Çikolatadan bir parçayı ağıma atıp telefonumu almak için odama gittim. Komodinin üzerindeki telefonumu elime alıp ekrana baktığımda, gördüğüm mesajla gözlerim kocaman açıldı. Bankadan gelen mesaja göre hesabıma Rüzgâr Pekiner tarafından, kırk dokuz bin dokuz yüz doksan dokuz lira gönderilmişti. Şaka yapıyor olmalıydı. Sözleşmede yazan elli bin liranın üzerini çizip bir lira yazdığında bunu mu kastetmişti? Bir lira indirimli göndermişti yani. Kesinlikle şaka olmalıydı.

Sinirlerim bozulmuştu yine. Rüzgar'ı arayıp bu parayı kabul etmeyeceğimi söylemek için rehberden ismini bulup arama tuşuna bastım. Telefon bir kere çalışmıştı ki aniden kırmızı tuşa basıp aramayı sonlandırdım. Ne yaparsam yapayım bana her hafta bu parayı gönderecekti biliyorum. Onunla para muhabbeti yapmaktan nefret ediyordum. Anladığım kadarıyla o da hoşlanmıyordu ve bu yüzden imza atarken miktarın üzerini çizip 'bana bırak o kısmı' diyerek konuyu kapatmıştı. Tüm bunların dışında gurur yapmanın da sırası değildi. Para lazımdı bana.

Derin derin nefesler alıp sakinleşmeye çalışarak mutfağa gittim. Çikolatadan bir parçayı daha ağzıma atıp sütten büyük bir yudum içerken, aklıma gelen şeyle kaşlarım çatıldı. Sütten nefret ederdim ben. Sinirli bir şekilde masadaki sütü alıp lavabonun içine döktüm. Sanki sütü çok seviyormuşum gibi bir sürü süt almıştı Rüzgâr.

Dolabın içindeki diğer süt paketlerini de alıp her birini tek tek lavabonun içine döktüm. Bütün sütleri döktükten sonra boşalan süt kutularını alıp, bahçeye doğru fırlattıktan sonra ocağın başına geçtim. Kaynayan suyun içine makarnaları koyarken telefonum çaldı. Rüzgâr arıyordu. Alt dudağımı hırsla ısırdıktan sonra telefonu açtım.

"Efendim?"

"Uyanmışsın," dedi gülümseyen bir ses tonuyla. Hiç uyumadım ki desem şimdi onun için de bir terapili deney yazardı bu adam bana. Prensesler gibi uyudum hemde demek istedim ama bu seferde yalan söylememe sözüm geldi aklıma.
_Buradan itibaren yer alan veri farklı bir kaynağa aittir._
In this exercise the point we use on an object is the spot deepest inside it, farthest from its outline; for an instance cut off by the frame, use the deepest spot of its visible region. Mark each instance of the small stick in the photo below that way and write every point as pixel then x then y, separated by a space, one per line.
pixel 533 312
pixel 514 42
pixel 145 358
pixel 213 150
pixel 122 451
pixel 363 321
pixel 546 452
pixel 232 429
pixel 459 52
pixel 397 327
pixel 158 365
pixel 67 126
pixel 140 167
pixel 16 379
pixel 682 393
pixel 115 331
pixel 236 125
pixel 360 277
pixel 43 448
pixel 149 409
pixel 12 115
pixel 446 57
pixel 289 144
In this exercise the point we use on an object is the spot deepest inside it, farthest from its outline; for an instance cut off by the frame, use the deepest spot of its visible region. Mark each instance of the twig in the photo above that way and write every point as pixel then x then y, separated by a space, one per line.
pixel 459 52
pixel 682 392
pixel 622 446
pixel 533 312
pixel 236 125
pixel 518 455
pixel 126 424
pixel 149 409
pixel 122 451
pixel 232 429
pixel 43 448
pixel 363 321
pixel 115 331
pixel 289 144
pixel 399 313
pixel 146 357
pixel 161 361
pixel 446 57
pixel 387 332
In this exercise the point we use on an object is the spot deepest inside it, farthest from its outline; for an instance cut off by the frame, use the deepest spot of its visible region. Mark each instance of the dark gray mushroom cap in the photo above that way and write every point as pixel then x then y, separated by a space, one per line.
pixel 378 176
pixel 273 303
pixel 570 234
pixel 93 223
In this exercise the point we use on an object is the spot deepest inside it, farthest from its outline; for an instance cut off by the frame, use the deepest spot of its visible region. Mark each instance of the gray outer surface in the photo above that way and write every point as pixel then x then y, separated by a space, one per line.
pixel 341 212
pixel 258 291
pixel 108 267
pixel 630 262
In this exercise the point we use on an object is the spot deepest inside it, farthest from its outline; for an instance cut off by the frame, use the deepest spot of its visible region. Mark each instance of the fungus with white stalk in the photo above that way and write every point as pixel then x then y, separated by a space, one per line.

Allah belamı versindi.

"Uyumadım ki," dedim yeni bir deney riskine meydan okurcasına.

"Neden?" derken sesinin tonu koyulaştı. Geliyor, hissediyorum.

"Şeker uyku problemin mi var senin?" Harika!

"Yok öyle bir problemim," derken kaynayan makarnaları ocaktan alıp süzgeçin içine döktüm. "Aklıma takılan bir şeyler vardı da," dedikten sonra dolaptan tencereyi çıkarttım. "Ne takıldı aklına Şeker?" Sen!

Margarinden bir parça alıp tercereye koyduktan sonra ocağın altını kapatıp sandalyeye oturdum. "Önemli bir şey değil," derken, ben neden bu adama dürüstlük sözü verdim ki diye içimden kendime küfürler yağdırdım. Umarım detay sormazdı.

"Pekii," dedi beni şoka uğratarak. "Neden aramıştın beni?" Ah evet bir de o vardı değil mi. Gönderdiği para yüzünden hesap sormak için aradığımı söylemek istemedim. "Bir şey söyleyecektim ama vazgeçtim," dedim bezginlikle. Ne söyleyeceğimi sormamalıydı, yalan söylemek yoktu.

"Ne söyleyecektin?" deyince sinirle saçlarımı yoldum. Her söylediğim şeyin böylesine üzerine gitmek zorunda mıydı?

"Rüzgâr konuyu kapatabilir miyiz?" Sesli bir şekilde nefesimi bıraktım. "Yoksa yalan söylemek zorunda kalacağım."

Hafif bir kahkaha attı. "Farkettim," derken sesi çok keyifli geliyordu. Verdiğim söze sadık kalmam hoşuna gitmişti. "O zaman ben seni daha fazla meşkul etmeyeyim."

"Evet evet, şu an çok önemli bir işim var," diyerek üzerinde buharlar havalanan makarnalara baktım. Cidden çok önemli bir işti!

"Tamam, yarın görüşürüz o zaman," deyince aniden oturduğum yerden ayağa kalktım. "Yarın da mı terapi var?" Ama her gün bu işkenceye dayanamazdım ki.